The North Dundas Council met in a Special Meeting on February 23 at the Joel Steele Community Centre, immediately following the Public Meeting. Khurram Tunio, Director of Public Works, explained the proposed re-structuring of the Public Works Department. This will not cost the Municipality any extra, but will allow for increased efficiency.
A looming issue in the Township is water and sewer. Simply put, Winchester and Chesterville, both on the municipal water system, are growing very fast. At the Council meetings you will hear the Mayor, Council, and staff, talk about “water and sewer units.” Each new build has to have enough water and sewage units assigned to it. There is a certain amount of water available, and a specific capacity to the sewage system. There has to be enough to allow a bit of wiggle room in case of a fire, or if there is a drought.
In rural areas, houses or developments have their own wells, and septic systems. The municipal system is similar, except on a much larger scale. At some point in the not-so-distant past, the Public Works Department calculated that, given the finite capacity of the wells and water system to provide water, and the sewage treatment system to deal with waste water, the township had 350 water and sewage units to allocate to development. That amount would have lasted quite a while, if growth in Winchester and Chesterville had continued on the same trajectory. It hasn’t. The pandemic has made people want to live outside bigger cities. There has been an unprecedented demand for homes in most small town and rural areas, thus the demand for development. The 350 water and sewer units that were expected to last a few years aren’t going to. Prior to the pandemic, the township had already begun to think about how to address the future need for more water and sewage capacity.
So, you are going to hear even more about water and sewage allocations in the very near future, and discussions about how to increase water and sewage capacity faster than previously anticipated. (There is detailed information, from page 21 onwards, in the Council meeting package, for the meeting of February 23, on the North Dundas website.)
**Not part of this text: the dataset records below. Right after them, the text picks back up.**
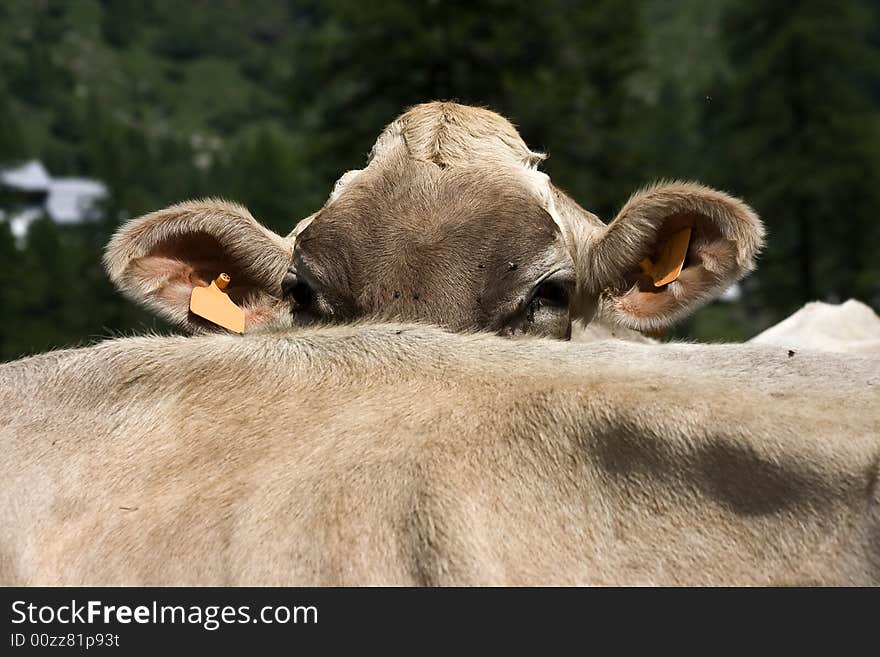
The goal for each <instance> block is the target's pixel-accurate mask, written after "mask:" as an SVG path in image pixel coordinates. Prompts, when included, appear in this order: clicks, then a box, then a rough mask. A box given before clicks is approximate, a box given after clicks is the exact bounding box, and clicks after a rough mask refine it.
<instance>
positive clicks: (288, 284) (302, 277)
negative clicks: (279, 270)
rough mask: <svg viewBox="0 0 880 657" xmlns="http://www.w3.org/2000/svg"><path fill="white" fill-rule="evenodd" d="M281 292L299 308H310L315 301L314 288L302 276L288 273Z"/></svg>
mask: <svg viewBox="0 0 880 657" xmlns="http://www.w3.org/2000/svg"><path fill="white" fill-rule="evenodd" d="M281 291H282V294H284V296H285V297H290V298H291V299H293V301H294V303H296V305H297V306H298V307H299V308H308V307H309V306H311V305H312V300H313V299H314V294H313V293H312V288H311V286H310V285H309V284H308V283H306V281H305V280H304V279H303V277H302V276H297V275H296V274H294V273H293V272H288V274H287V275H286V276H285V277H284V280H283V281H282V282H281Z"/></svg>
Council agreed that the water and sewer allocation will be limited to 350 for both residential and commercial growth, and the capital charge (the amount paid by a developer to the township for water and sewer) will be set to $8,800 per unit. The other option presented at the meeting was to increase water and sewer allocation to 450, and set the capital charge at $10,300 per unit. Mr Tunio stressed that he doesn’t want to see the current residents of Winchester and Chesterville burdened by the cost of the water and sewer expansion. Angela Rutley, Chief Administrative Officer (CAO), explained to Council that there is very little provincial assistance to expand water and sewer systems, but that when there is the opportunity to apply for such funding, it is very important to show that the township is collecting adequate capital charges, and that the municipal government is looking for funds within their own reserves. The population of North Dundas connected to municipal water and sewer is expected to increase from 4,355 in 2019 to 8,399 by 2040. Considering the unprecedented demand for housing outside of major cities since the pandemic began, this number may need to be adjusted. The sewage lagoons require maintenance immediately. Future growth will have a significant financial impact of a minimum of $45 million. Significant increase in capital charges, combined with short term support from Township reserves, and long term funding from upper levels of governments, are necessary. North Dundas cannot continue to grow without significant financing and funding. In the next three years, water and sewer requires $5.1 million. Capital charges will be limited to $8,800 per unit, and $2.186 million will come from Hydro reserve funds from 1998. The water and sewer expansion will be in the spotlight for the foreseeable future.
The positions for spring and summer employment are currently posted on the North Dundas website. The deadline to apply is March 4.
The Eastern Ontario Health Unit (EOHU) solicited municipal partner support as they begin planning to vaccinate the population, and requested that municipal facilities be identified that could be used to host mass vaccination clinics, such as arenas and community centres, other community locations that might be used, as well as facilities in the municipalities where specific vulnerable populations, such as the elderly, reside. The latter could include specific apartment buildings. The locations suitable for mass vaccination clinics must allow space for physical distancing, must be accessible to all, and must allow for ease of transport of individuals to the site, such as home-bound residents and residents with special needs.
Council authorised the EOHU to use municipal facilities free of charge for vaccination clinics and other relief efforts between February 24 and June 9, 2021. A representative from the EOHU contacted the Recreation Director and visited the Joel Steele Community Hall. The EOHU subsequently requested that the Community Hall be available for five vaccine clinics initially, begining on February 27, and most likely more in the future. The people slated for vaccination next include some high priority health care workers, those in assisted living or retirement homes, and indigenous adults. Specific instructions from the EOHU will be forthcoming.
The meeting package is posted on the North Dundas website (northdundas.com) in advance of the meetings. The regular meetings are held on the second and forth Tuesday of the month. Minutes of the previous meeting are posted right after the following Council meeting, as the Council must approve the minutes from the meeting prior to them being posted. This is your council.